要增加QFX5110上的出口过滤器数量,请在配置中包含该 egress-to-ingress
选项。您可以在任何术语下添加此选项。下面是一个示例配置:
set firewall family inet filter f1 term t1 from egress-to-ingress set firewall family inet filter f1 term t1 from source-port 1500 set firewall family inet filter f1 term t1 then accept set interfaces irb unit 100 family inet filter output f1
要增加QFX5220上的出口过滤器数量,请在语句下egress-profile
包含该eracl-scale
选项。下面是一个示例配置:
该 eracl-scale
选项在全局模式下配置。启用后,现有出口过滤器将在扩展模式下自动重新安装。
set system packet-forwarding-options firewall eracl-profile eracl-scale set firewall family inet filter f1 term t1 from source-port 1500 set firewall family inet filter f1 term t1 then accept set interfaces irb unit 100 family inet filter output f1
启用缩放模式时,将应用以下限制:
-
您只能在出口方向(退出 VLAN 的流量)上应用过滤器。
-
仅
inet
支持和inet6
协议家族。 -
不支持通用路由封装 (GRE) 接口。
-
仅对出口防火墙过滤器使用扩展选项。
-
您不能将具有相同匹配条件的过滤器应用于不同的出口 VLAN 或第 3 层接口。唯一支持的操作是
accept
、discard
和count
。 -
匹配条件在入口防火墙过滤器 TCAM 中编程。这意味着连接到过滤器的任何计数器都会对任何传入 VLAN 上的流量进行计数。
将防火墙过滤器应用于端口
要将防火墙过滤器应用于端口:
将防火墙过滤器应用于 VLAN
EVPN-VXLAN 环境中的 QFX5100、QFX5100虚拟机箱、QFX5110 交换机和 QFX5120 交换机不支持 VLAN 防火墙过滤器。
要将防火墙过滤器应用于 VLAN:
将防火墙过滤器应用于第 3 层(路由)接口
您可以将防火墙过滤器应用于 IPv4 和 IPv6 接口、路由 VLAN 接口 (RVI)( 也称为集成路由和桥接 (IRB) 接口)以及环路接口。这些接口都被视为第 3 层路由接口。

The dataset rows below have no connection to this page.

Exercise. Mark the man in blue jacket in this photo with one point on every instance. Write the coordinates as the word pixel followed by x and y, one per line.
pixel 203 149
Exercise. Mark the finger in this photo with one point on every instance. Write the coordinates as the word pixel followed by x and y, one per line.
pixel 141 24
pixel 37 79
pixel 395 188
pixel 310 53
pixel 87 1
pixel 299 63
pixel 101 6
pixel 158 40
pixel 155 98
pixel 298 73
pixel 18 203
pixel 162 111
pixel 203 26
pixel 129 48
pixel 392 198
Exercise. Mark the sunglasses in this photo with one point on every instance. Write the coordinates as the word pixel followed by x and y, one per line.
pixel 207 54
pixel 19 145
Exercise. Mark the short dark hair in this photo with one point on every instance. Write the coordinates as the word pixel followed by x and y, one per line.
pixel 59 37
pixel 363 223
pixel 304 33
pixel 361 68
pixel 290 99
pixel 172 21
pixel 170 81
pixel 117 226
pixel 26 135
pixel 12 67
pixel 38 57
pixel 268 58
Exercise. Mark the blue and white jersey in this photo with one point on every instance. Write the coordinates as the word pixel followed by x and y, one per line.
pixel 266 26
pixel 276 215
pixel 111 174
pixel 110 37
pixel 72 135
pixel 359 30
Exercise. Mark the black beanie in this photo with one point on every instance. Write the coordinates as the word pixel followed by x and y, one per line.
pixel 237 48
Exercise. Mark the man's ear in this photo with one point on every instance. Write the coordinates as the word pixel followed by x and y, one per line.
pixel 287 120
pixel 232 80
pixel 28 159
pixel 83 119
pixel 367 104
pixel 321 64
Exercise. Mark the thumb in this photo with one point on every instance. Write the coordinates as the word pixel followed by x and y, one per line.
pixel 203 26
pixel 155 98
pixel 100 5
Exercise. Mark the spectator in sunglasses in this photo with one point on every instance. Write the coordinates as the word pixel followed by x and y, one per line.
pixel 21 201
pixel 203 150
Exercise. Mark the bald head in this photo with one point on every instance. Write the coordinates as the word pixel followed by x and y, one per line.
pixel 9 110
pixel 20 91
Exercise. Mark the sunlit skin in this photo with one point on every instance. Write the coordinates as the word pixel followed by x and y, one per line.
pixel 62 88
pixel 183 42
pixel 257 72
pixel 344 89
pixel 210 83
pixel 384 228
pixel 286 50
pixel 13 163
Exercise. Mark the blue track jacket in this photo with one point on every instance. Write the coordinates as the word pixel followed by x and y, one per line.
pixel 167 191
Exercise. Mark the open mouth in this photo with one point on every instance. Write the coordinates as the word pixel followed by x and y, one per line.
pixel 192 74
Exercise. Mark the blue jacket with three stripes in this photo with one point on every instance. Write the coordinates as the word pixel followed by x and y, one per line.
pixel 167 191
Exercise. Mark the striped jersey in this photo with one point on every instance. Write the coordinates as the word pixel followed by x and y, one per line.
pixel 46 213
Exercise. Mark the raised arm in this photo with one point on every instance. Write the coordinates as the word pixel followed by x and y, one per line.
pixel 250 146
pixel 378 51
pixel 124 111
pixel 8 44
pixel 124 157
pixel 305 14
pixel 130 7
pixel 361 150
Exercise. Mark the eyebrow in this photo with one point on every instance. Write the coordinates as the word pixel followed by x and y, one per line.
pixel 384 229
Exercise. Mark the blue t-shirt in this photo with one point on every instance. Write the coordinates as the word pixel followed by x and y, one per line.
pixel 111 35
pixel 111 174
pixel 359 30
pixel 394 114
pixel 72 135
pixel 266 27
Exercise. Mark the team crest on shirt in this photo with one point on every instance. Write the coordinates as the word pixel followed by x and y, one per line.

(QFX5100 和QFX5110交换机)在 EVPN-VXLAN 环境中,您可以使用 IRB 接口为交换机提供第 3 层连接。要配置 IRB 接口,请参阅 示例:在 EVPN-VXLAN 环境中配置 IRB 接口,以便为数据中心内的主机提供第 3 层连接。然后,您可以按照以下步骤将防火墙过滤器应用于 IRB 接口(仅支持入口方向)。有关支持的匹配条件列表,请参阅防火墙过滤器匹配条件和操作(QFX5100、QFX5110、QFX5120、QFX5200、EX4600、EX4650)。
将过滤器应用于与给定 VLAN 关联的 IRB 接口时,将在具有匹配 VLAN ID 的任何第 3 层接口上执行过滤器。这是因为过滤器在所有第 3 层接口上与相应的 VLAN 标记进行匹配。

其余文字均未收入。